E se você acha que Thomas se prende a um único estilo, está enganado. Ele é responsável por diversas casas, desde o refinamento de um fine dining até a descontração de uma hamburgueria com ingredientes brasileiros, sem falar no novíssimo Tijolada, boteco com inspiração mineira aberto junto à sua esposa, Diana Litewski. Como ele mesmo explica, a chave para gerenciar esses diferentes conceitos é a consistência. “A comida tem que ser suculenta e bem temperada, com técnicas respeitadas e fornecedores de confiança”, diz o chef, que, com um time experiente, consegue manter altos padrões de qualidade em todos os seus seis empreendimentos.
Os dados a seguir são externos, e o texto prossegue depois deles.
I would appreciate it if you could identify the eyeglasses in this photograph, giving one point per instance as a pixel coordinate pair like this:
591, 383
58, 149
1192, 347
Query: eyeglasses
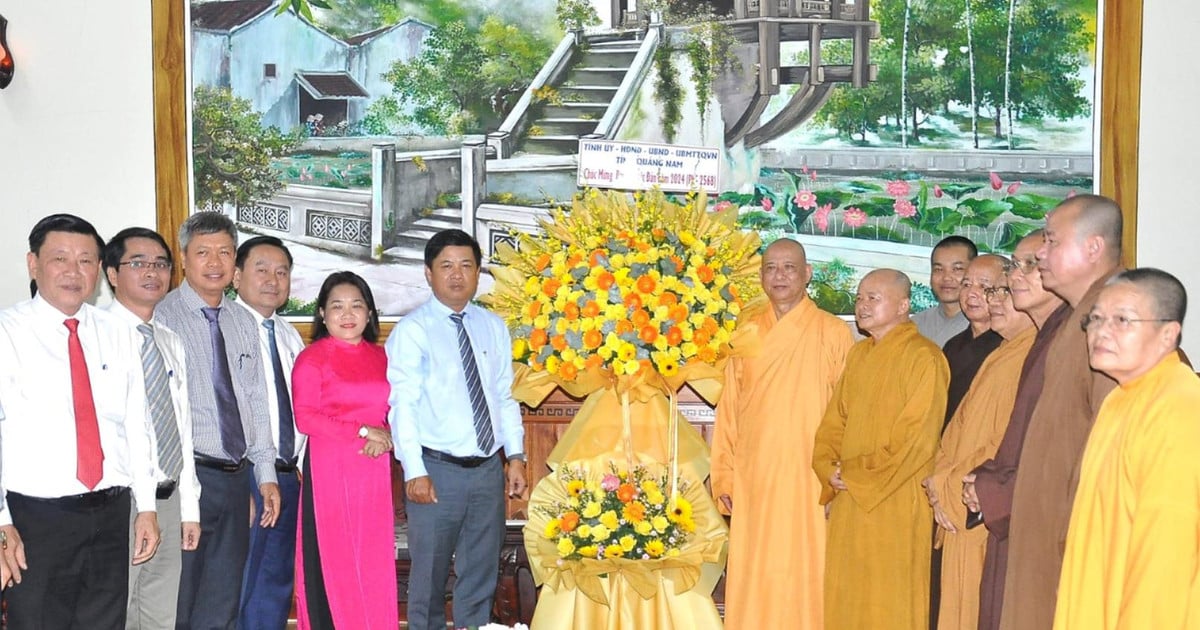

O chef tem uma relação profunda com a comida. “Eu não acredito em fórmulas perfeitas, mas em convicção”, revela. Para ele, o segredo está em manter a simplicidade e a qualidade, algo que seu avô sempre o ensinou: “É fácil fazer um bom prato com muitos ingredientes, difícil é fazer um incrível com 4 ou 5”.
Se tivesse que escolher apenas um prato para representar sua filosofia de cozinha, Thomas optaria por um clássico simples, mas que representa bem sua visão: “Eu viveria de steak feito na manteiga com salada de rúcula e tomate. Para mim, é a combinação perfeita para o dia a dia”, diz ele.
Ingredientes
Em sua trajetória, Thomas também encontrou ingredientes que lhe despertaram grande admiração, como o limão cravo e o mangarito. Ele vê nesses ingredientes um grande potencial e acredita que o Brasil tem muito a oferecer. “O limão cravo tem um equilíbrio perfeito entre acidez e azedo, e o mangarito tem uma textura e sabor que confundem com queijo”, explica, destacando a riqueza de nossa biodiversidade que, muitas vezes, é subestimada.
Na hora de cozinhar, sabor e qualidade são sempre a prioridade. O mais importante é sempre o prazer de comer bem. Se for com um toque de acidez, melhor ainda. “Quando se fala de Troisgros, automaticamente vem a acidez”, entrega.